Preprocess your data before feeding into any learning algorithm to make it work awesome

Role of data to achieve intelligence for an algorithm

Let’s understand the importance of data for an algorithm with the example of egg and chicken. Can we have egg without chicken? Or vice-versa ? The answer for both the things is no! Similar thing defines the roles of data and algorithm to solve a problem.

As of today the sources of data generation are more than ever before. Most of this ever-growing vast amount of data is in the form of unstructured streams of raw numbers. By applying intelligence to it, we can find pattern and connections that really matter. We can find the meaning hidden in the numbers. That’s where algorithms come into play.

So to make a Machine Learning or Deep Learning algorithm to work we need to feed in the data (lots of data for neural-network based algorithms). That data cannot be fed into an algorithm as it was generated. That needs to be in the form that a machine/deep learning algorithm could understand. We are going to discuss some of the ways to prepare data to be fed into an algorithm.

Preprocessing the data

Preprocessing the data is one of the most important parts of the machine learning pipeline. Once we have decided that what problem we are trying to solve or what question we are looking an answer for, it’s time to choose the right dataset. The solutions which an intelligent algorithm provides are only as good as the data we feed into it. So we want to make sure that the data is relevant to the problem we are trying to solve. There are many resources to find publicly available datasets. UCI is one of the most popular data set repositories which stores almost every type of the dataset (text, image, audio, video) freely available.

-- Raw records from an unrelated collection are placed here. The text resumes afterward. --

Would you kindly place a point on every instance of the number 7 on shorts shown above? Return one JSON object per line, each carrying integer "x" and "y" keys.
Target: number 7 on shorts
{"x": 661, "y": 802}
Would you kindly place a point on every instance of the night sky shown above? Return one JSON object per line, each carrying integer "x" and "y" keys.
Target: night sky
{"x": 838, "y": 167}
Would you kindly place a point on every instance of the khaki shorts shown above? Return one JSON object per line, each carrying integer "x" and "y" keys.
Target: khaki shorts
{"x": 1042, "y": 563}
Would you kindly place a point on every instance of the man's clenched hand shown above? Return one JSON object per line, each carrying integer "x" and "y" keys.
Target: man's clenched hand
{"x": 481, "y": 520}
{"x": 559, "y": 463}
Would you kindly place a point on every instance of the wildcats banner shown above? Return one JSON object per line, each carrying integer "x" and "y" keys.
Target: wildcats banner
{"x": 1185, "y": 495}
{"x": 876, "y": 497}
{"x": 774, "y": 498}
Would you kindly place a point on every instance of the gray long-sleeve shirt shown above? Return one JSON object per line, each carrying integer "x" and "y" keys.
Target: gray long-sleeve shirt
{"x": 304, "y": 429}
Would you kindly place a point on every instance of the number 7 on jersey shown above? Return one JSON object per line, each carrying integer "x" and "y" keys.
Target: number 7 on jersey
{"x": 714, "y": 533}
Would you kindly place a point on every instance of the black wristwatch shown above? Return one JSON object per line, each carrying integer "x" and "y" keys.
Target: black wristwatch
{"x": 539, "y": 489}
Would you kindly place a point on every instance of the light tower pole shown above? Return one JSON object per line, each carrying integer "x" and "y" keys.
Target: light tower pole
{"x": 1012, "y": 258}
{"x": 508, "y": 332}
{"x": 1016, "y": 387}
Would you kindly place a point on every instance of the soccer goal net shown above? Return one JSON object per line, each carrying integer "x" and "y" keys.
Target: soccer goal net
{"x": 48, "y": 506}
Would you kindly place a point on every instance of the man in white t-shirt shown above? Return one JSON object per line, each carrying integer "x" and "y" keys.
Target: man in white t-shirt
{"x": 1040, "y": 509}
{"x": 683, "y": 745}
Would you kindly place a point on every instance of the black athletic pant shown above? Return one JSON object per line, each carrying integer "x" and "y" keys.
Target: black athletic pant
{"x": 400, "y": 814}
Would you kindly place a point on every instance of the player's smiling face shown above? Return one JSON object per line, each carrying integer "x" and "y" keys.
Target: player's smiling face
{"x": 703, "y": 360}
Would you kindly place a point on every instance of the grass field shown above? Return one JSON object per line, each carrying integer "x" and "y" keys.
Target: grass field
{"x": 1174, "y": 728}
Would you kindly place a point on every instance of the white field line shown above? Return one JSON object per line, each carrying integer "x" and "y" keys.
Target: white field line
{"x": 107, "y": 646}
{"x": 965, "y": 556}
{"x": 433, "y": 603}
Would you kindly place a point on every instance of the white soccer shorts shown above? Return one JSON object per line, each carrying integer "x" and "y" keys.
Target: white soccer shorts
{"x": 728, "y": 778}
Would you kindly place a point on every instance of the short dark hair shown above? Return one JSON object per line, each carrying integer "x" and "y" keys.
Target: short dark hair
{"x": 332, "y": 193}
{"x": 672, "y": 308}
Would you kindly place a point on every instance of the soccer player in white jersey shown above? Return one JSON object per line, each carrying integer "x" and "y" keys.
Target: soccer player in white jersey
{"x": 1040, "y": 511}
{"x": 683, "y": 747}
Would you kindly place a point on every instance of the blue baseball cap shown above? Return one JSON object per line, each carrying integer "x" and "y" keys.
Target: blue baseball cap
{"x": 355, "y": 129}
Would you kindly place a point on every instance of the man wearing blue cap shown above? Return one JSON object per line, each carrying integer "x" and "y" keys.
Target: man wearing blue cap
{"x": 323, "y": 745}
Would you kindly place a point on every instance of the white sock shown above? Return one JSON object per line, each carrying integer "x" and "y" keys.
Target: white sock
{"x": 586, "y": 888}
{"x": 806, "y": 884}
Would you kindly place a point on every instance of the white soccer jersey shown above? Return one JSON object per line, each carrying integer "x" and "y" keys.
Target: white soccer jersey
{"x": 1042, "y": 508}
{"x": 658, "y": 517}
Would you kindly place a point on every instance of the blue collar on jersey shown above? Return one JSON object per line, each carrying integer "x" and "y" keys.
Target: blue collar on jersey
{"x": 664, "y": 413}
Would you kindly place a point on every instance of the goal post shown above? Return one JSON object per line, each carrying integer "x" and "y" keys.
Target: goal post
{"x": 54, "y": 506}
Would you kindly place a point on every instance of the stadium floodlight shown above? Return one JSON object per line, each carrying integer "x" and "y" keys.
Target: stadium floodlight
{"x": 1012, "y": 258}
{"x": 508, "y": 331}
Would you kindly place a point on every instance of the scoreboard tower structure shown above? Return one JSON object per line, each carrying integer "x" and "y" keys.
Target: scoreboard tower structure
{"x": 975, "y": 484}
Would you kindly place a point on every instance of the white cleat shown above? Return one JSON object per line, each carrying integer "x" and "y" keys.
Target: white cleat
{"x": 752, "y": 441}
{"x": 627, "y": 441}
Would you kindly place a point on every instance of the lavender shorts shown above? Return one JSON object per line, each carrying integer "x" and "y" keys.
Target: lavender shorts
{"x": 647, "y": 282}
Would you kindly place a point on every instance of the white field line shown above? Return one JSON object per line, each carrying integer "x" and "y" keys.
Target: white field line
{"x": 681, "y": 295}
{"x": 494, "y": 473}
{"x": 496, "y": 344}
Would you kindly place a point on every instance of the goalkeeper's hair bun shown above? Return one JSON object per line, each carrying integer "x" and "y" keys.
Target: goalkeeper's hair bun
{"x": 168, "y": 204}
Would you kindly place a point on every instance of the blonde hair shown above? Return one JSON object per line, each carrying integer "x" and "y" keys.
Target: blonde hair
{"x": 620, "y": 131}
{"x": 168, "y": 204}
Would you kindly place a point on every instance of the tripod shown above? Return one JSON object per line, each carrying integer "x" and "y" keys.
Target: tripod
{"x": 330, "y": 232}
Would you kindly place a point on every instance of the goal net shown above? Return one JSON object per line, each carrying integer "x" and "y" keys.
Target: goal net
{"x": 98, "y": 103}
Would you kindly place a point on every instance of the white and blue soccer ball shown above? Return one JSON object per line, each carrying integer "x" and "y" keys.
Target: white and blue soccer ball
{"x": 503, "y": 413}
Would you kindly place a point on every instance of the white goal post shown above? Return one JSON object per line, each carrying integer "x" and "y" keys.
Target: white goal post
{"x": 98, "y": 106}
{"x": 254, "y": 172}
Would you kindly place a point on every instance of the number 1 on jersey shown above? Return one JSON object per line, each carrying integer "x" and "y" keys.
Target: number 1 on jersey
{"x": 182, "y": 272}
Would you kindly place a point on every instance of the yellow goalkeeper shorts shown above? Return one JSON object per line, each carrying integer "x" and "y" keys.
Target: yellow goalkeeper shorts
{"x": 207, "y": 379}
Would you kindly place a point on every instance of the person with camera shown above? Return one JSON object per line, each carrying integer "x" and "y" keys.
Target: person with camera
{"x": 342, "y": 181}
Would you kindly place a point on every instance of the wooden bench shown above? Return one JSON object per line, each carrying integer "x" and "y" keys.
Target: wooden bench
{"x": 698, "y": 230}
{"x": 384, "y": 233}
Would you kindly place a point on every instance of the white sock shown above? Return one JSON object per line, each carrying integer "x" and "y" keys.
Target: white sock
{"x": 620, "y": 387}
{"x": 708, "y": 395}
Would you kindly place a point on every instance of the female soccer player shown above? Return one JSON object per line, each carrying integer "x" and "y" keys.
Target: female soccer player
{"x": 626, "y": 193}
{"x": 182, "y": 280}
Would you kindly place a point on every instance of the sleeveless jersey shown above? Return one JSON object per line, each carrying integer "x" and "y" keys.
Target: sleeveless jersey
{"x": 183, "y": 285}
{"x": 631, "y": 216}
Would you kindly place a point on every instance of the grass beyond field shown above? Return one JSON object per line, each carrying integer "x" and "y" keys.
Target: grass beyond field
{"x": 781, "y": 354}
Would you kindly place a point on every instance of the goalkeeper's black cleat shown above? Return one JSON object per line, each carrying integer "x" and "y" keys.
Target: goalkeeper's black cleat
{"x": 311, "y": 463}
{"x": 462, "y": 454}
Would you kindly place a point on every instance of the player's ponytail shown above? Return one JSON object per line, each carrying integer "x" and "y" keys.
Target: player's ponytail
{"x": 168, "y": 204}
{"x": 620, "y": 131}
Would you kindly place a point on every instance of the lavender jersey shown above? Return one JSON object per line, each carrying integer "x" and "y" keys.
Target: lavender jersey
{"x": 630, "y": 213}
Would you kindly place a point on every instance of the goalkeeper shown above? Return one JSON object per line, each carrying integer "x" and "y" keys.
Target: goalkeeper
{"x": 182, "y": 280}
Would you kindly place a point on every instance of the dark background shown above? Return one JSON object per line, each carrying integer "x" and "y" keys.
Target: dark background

There’s so much we could potentially do to our data. We are going to discover few of the techniques here to preprocess the data. List goes below: -

Scaling
Standardization
Normalization

Scaling the data between 0 and 1

Scaling is the method to limit the range of variables so that they can be compared on common grounds. It is performed on continuous variables. Often we rescale the features into the range between 0 and 1. This is useful for many optimization algorithms such as gradient-descent. It is also useful for the algorithms where we supply weighted inputs like in neural-networks.

Python provides scikit-learn library for the data preprocessing. We will be using the same. The full code for this blog can b found at this github link.

Below is the plot of the raw data which we have: -

Along the X-Axis we can see the total number of the examples, they are around 100. Along Y-Axis we can see that the range of data that is spread between 0 and 40000. We are going to rescale the data between 0 and 1. We can rescale data using scikit-learn with the MinMaxScaler class.

#scaling between 0 and 1
import scipy
from sklearn.preprocessing import MinMaxScaler
scaler = MinMaxScaler(feature_range=(0, 1))
rescaled_data = scaler.fit_transform(data)

Let’s plot the graph now:

Along the Y-Axis we can see that the distribution of data has changed between 0 and 1.

Standardizing the data (mean 0 and standard deviation 1)

Standardization is a useful technique to transform attributes with a Gaussian distribution and differing means and standard deviations to a standard Gaussian distribution with a mean of 0 and a standard deviation of 1.

It is most suitable for techniques that assume a Gaussian distribution in the input variables and work better with rescaled data, such as linear regression, logistic regression and linear discriminate analysis.

We can standardize the data using scikit-learn with the StandardScaler class. Below is it’s python implementation: -

#Standardize data (0 mean, 1 stdev)
from sklearn.preprocessing import StandardScaler
scaler = StandardScaler().fit(data)
standardized_data = scaler.transform(data)

#below is the mean and standard deviation of the data after standardizing
print("Mean after standardization: {}".format(int(np.mean(standardized_data))))
print("Standard deviation after standardization: {}".format(np.std(standardized_data)))

output:
Mean after standardization: 0
Standard deviation after standardization: 1.0

Let’s plot the graph with standardized data:

From the above graph along Y-Axis we can see that the data has been rescaled too to the new boundaries(-1 to 5) to make it normalized.

Normalizing the data (make the length of all the data points(rows) 1)

Normalizing a dataset refers to rescaling each observation (row) to have a length of 1 (called a unit norm in linear algebra).

This preprocessing can be useful for sparse datasets (lots of zeros) with attributes of varying scales and while using algorithms which takes weighted inputs such as neural networks.

We can normalize data in Python with scikit-learn using the Normalizer class. Implementation is below: -

#Normalize data (length of 1)
from sklearn.preprocessing import Normalizer
scaler = Normalizer().fit(data)
normalized_data = scaler.transform(data)

Let’s plot the graph with normalized data:

Endnotes:

The aim of this blog is to introduce you with the basic data pre-processing techniques and have a understanding of the practical aspects to apply those techniques.

These methods work because of the underlying assumptions of the algorithms. This is by no means an exhaustive list of the methods. It is advised to experiment with these methods since they can be heavily modified according to the problem at hand.

Hope you enjoyed the post..